I am a computational linguist, working as a lecturer. My work relies heavily on digital tools. For discovery, in addition to the usual Google Scholar search, I am using a specific platform called L’Année Philologique (The Philological Year), which is an index to scholarly work in fields related to the language, literature, history and culture of ancient Greece and Rome. I also often check LinguistList.org to keep updated, as it sends daily emails about jobs, books, calls for papers, questions, dissertations etc. To organise relevant articles, I am using Zotero and create folders to store them. In addition, I am also using keywords and hashtags to tag and search for objects. For making connections and getting an overview, I like to create charts to create a visual map of the information, and prefer to do it in the traditional way (on paper) as I am not yet satisfied with the digital tools that exist. I would like to have an online file system (similar to how repositories work) on my computer, that I am able to add metadata to for every object that is in there, and then automatically share with the university repository.

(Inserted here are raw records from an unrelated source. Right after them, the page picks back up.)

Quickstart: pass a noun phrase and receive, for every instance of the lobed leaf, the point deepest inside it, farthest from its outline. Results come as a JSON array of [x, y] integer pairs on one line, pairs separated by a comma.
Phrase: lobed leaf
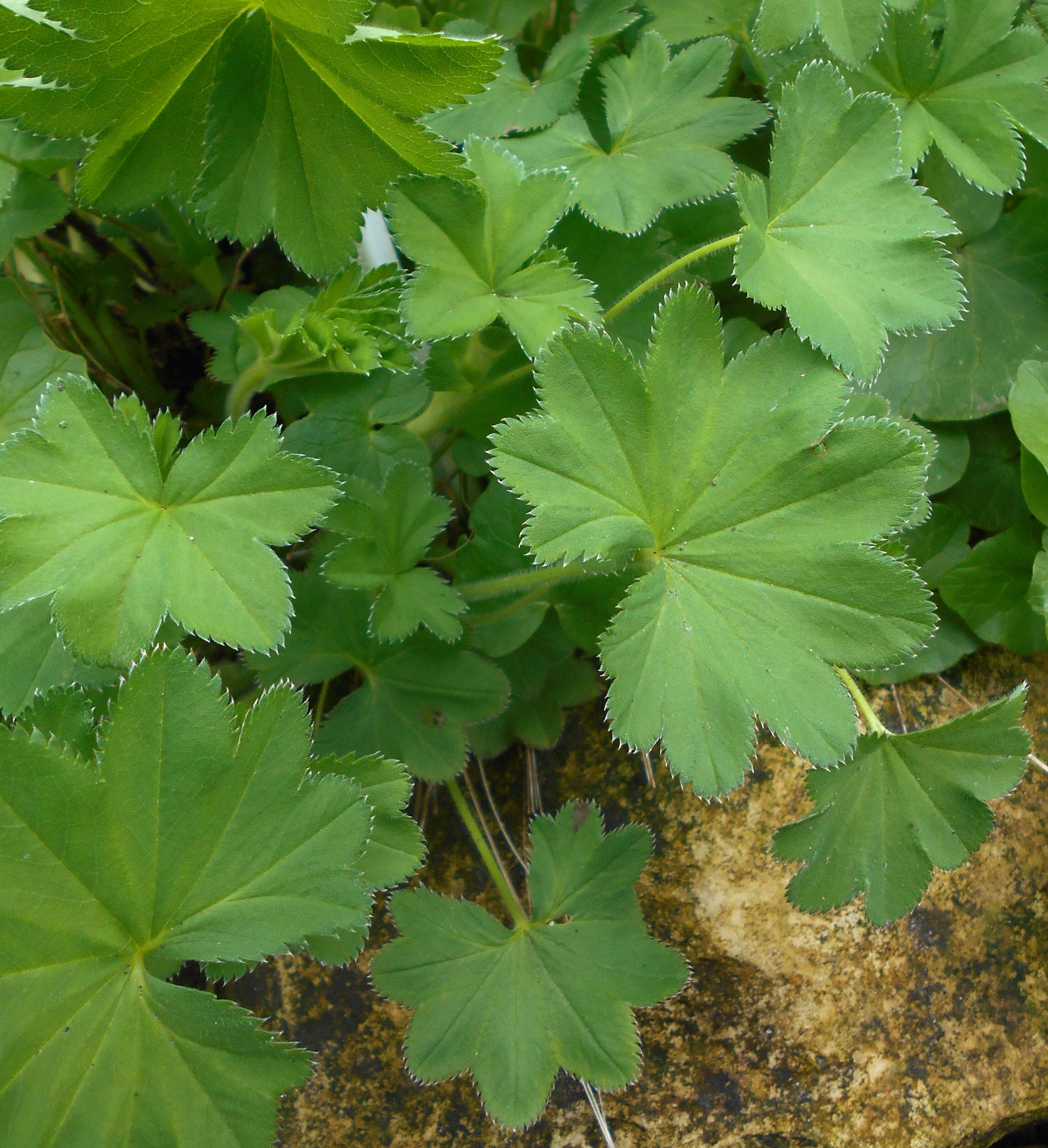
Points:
[[902, 806], [753, 516]]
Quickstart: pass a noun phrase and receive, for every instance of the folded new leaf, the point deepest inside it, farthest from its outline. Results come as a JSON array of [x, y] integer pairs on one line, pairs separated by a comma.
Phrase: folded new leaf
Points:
[[268, 115], [106, 515], [753, 511], [352, 328], [192, 838], [838, 233], [390, 533], [902, 806], [668, 135], [478, 249], [515, 1007]]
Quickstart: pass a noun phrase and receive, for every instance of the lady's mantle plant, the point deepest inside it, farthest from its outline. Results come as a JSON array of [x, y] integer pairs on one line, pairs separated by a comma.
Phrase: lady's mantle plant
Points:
[[706, 364]]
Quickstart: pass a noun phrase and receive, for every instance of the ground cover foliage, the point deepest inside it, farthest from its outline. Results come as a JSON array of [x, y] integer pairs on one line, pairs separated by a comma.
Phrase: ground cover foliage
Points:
[[691, 353]]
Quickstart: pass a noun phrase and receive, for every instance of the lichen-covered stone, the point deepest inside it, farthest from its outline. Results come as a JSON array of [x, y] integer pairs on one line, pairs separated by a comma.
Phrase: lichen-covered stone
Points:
[[795, 1030]]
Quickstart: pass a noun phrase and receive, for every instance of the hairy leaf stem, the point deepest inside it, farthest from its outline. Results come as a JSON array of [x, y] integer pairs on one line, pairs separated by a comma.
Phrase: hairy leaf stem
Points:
[[700, 253], [873, 723], [517, 913], [539, 578]]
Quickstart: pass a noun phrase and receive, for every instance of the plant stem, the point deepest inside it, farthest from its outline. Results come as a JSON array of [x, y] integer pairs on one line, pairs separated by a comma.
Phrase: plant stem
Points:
[[441, 414], [539, 578], [873, 723], [755, 59], [318, 707], [700, 253], [517, 913]]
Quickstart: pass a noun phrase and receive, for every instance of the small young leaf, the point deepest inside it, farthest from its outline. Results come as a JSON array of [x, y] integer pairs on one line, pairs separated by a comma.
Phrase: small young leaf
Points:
[[969, 93], [516, 1007], [667, 135], [544, 679], [514, 102], [478, 249], [391, 533], [95, 522], [902, 806], [840, 236], [753, 516], [967, 371], [29, 361], [271, 116], [34, 659], [417, 695], [236, 854], [851, 28], [353, 424]]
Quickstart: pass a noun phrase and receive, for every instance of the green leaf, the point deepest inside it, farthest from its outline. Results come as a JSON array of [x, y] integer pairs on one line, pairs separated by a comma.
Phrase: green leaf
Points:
[[352, 328], [544, 680], [272, 116], [416, 696], [515, 102], [29, 361], [502, 624], [236, 854], [992, 589], [515, 1007], [353, 424], [1028, 404], [395, 848], [840, 236], [95, 523], [968, 371], [478, 249], [689, 20], [851, 28], [967, 95], [390, 533], [667, 135], [903, 806], [67, 714], [753, 516], [990, 494], [34, 659]]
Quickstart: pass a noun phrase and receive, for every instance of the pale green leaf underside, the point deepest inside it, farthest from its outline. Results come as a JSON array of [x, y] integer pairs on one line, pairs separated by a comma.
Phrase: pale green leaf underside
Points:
[[233, 857], [753, 518], [261, 112], [95, 524], [478, 252], [903, 806], [840, 236], [516, 1007], [668, 135]]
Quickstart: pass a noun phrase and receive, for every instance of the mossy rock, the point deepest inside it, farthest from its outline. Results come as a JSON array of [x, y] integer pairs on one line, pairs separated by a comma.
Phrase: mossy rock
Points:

In short, my main concerns are unannotated Corpora, requiring manual intervention to make them usable; that there is a lack of compatibility between formats and that mapping from one metadata-schema to another is often problematic; and that paywalls prevent access to relevant documents.

Objectives

I would like to be able to use a super registry of annotated Corpora and to select various export formats for data to further process it with different tools (e.g. Python or R). In addition, I would be interested in working with colleagues from other disciplines and have a shared understanding of the project requirements because my work usually involves working with e.g. historians or traditional theologists, which can be difficult due to differences in expectations and the different terminology used.

Solution

For a collaborative project with a traditional historian and a Cultural Heritage social enterprise, I am aiming to create a Super-registry that aggregates annotated data from smaller registries and we are trying to improve the OCR (Optical Character Recognition) used in the analysis. Two things are necessary for this:

  1. a Discovery Service that allows data from different disciplines to be searched for;

  2. a tool that allows users to aggregate, store, annotate and make collections of linguistic data available to other users.

Ad 1) The OPERAS Research Infrastructure is currently developing such a Discovery Service, which could help reduce the obstacles for going further with this project: the TRIPLE platform. With this platform’s aggregation of many different individual research catalogues, it will save me a lot of time and effort in searching for new data and datasets.

Ad 2) Text+ and OPERAS could provide this tool to allow me to create new Corpora by aggregating, harmonizing and annotating data from different sources in order to share them with my colleagues by uploading them in different formats. The platform should recognise the kind of dataset and tag it accordingly, displaying the tag when shown in a list of my saved materials. I should also have the option to add my own tags to help later retrieval and to allow my colleagues to know the contents at a glance. Once our work is finished and the Corpora complete, we should be able to make them public for others to use, but we should nevertheless also be able to have them private and visible only to us at first.